Допущение круговорота не исключает, конечно, возможности развития (восхождения от низшего к высшему) как внутреннего содержания циклического движения по кругу. Но как раз в общественной истории, т. е. в той самой области, в которой прогресс прежде всего и мог быть обнаружен, он не допускался. На протяжении всей античности «золотой век» обращен не в будущее, а в прошлое. При этом реализация социального идеала обосновывалась не поступательными законами истории, а рассматривалась лишь как волюнтаристический акт мудрого законодателя.
следующий скачок в развитии научного миропонимания происходит лишь в середине XVII — первой половине XVIII в. Предвестником его еще в XVI в. выступил Н. Коперник. обстоятельства, при которых совершался этот научный подвиг великого астронома, демонстрируют всю сложность развития науки в условиях отсутствия как сложившейся научной картины мира, так и миропонимания, отвечающего потребностям науки.
Опубликованная в 1543 г. книга Коперника «о вращении небесных сфер» определила характер научной революции XVI в. и сыграла решающую роль в радикальном пересмотре философских представлений о мире. Опыт коперниканской революции в астрономии по-
учителен в том смысле, что он демонстрирует случай появления новой революционной теории в рамках старого миропонимания. Лишь впоследствии выявляется ее несовместимость с существующими теориями природы и всем пониманием мира в целом (принятым в науке общим представлением о мироздании).
условия для качественного скачка в миропонимании сложились к середине XVII в. Во-первых, к этому времени изменяется статус науки и ученого в обществе. Если наука рабовладельческого общества еще не была атрибутом этого общества (последнее могло бы вполне обойтись и без нее), то в XVII в. наука, хотя и далекая еще от превращения в непосредственную производительную силу, тем не менее, входит в тесное соприкосновение с производством, обогащает его, а звание ученого становится престижным, обеспечивающим известные привилегии. Помимо этого, развитие производства и географическое освоение Земли не только доставили огромный материал для наблюдений, но также и совершенно иные, чем раньше, средства для экспериментирования, а печатный станок создал условия для широкого ознакомления читающего населения с достижениями науки.

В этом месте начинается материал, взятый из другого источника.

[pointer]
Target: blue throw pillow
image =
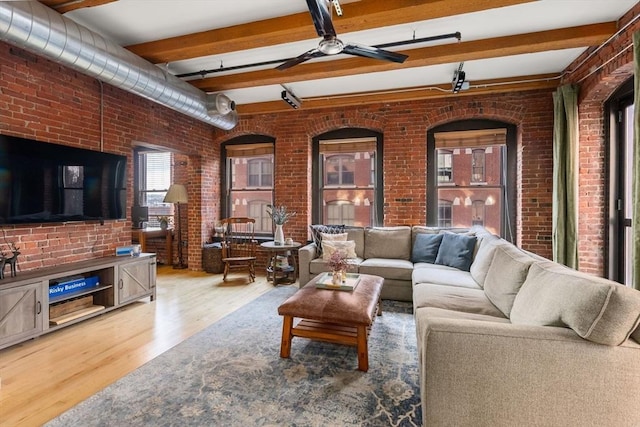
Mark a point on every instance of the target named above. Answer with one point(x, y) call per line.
point(456, 250)
point(425, 247)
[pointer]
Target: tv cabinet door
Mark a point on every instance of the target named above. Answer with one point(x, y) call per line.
point(136, 280)
point(20, 313)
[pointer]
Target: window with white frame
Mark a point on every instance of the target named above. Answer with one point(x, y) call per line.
point(249, 180)
point(347, 178)
point(153, 170)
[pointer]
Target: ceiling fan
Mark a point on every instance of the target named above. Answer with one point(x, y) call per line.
point(331, 45)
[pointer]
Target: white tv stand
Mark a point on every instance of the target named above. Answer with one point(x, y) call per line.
point(27, 311)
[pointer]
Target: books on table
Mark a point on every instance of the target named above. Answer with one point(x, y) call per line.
point(326, 282)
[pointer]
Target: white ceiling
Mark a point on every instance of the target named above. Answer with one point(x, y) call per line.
point(129, 22)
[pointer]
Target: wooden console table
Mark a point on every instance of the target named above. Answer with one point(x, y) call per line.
point(140, 235)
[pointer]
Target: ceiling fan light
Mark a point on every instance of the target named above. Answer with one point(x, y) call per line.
point(331, 46)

Во-вторых, к середине XVII в. возникает первая общенаучная картина мира — машинно-механистическая. Постепенно складывается представление о мире как о машине, и все споры мировоззренческого порядка ведутся лишь вокруг вопроса, нуждается ли «мировая машина» в творце или часовщике и достаточно ли она совершенна? так, по мнению лейбница, признание машины мира несовершенной равносильно объявлению бога «плохим часовщиком» [4, с. 495], тогда как Д. Юм доказывает объективную «неточность в работе всех начал и принципов великого механизма природы... не приспособленных настолько точно друг к другу, чтобы оставаться именно в тех пределах, которые ограничивают их полезность» [5, с. 543].
В-третьих, философия во все большей степени отходит от теологии и смыкается с естествознанием, выступая в качестве предельно общего теоретического (как «натурфилософия») и мировоззренческого (как «первая философия») обеспечения потребностей позитивных наук. соответственно этому, порывая со статусом «служанки богословия», в качестве которой она
имела единственную функцию — логическую, функцию обеспечения надежных средств аргументации в теологических диспутах, — философия приобретает теперь дополнительные функции: онтологическую и гносеологическую. тем самым она получает и средства, и возможности для разработки научного миропонимания, которое становится общим достоянием просвещенных людей и критерием их просвещенности.
важнейшим достижением философии на этом этапе является выработка учения о детерминизме, а затем и принципа детерминизма, этой основы цельного, охватывающего и теорию, и практику научного мировоззрения.
Что нового вносило в содержание научного миропонимания учение о детерминизме? Два процесса называются связанными, если изменениям одного из них соответствуют изменения другого в силу опосредующего их третьего процесса (взаимодействия). Каков характер действия этого опосредующего процесса, в определение связи не входит. категория причинности, в свою очередь, обозначает связь всякого изменения (следствия) с тем, что породило или вызвало его. иначе говоря, причина есть то активное начало, которое произвело исследуемое изменение при определенных условиях. таким образом, дополнением к причинности выступает обусловленность. Под обусловленностью понимается определяющая роль множества обстоятельств (условий) по отношению к явлениям, или, что то же, зависимость всякого явления от условий, в которых оно возникает либо существует. в этом смысле категория обусловленности охватывает как возникновение изменения (следствие), так и его отсутствие (устойчивость). в силу этого рассматриваемая категория не характеризует временного отношения между условием и обусловленным — нечто может и сопутствовать явлению, и предшествовать, и составлять определенные преграды или, наоборот, благоприятствующие обстоятельства для реализации каких-то его возможностей в будущем. категория обусловленности не утверждает и степени влияния одного на другое.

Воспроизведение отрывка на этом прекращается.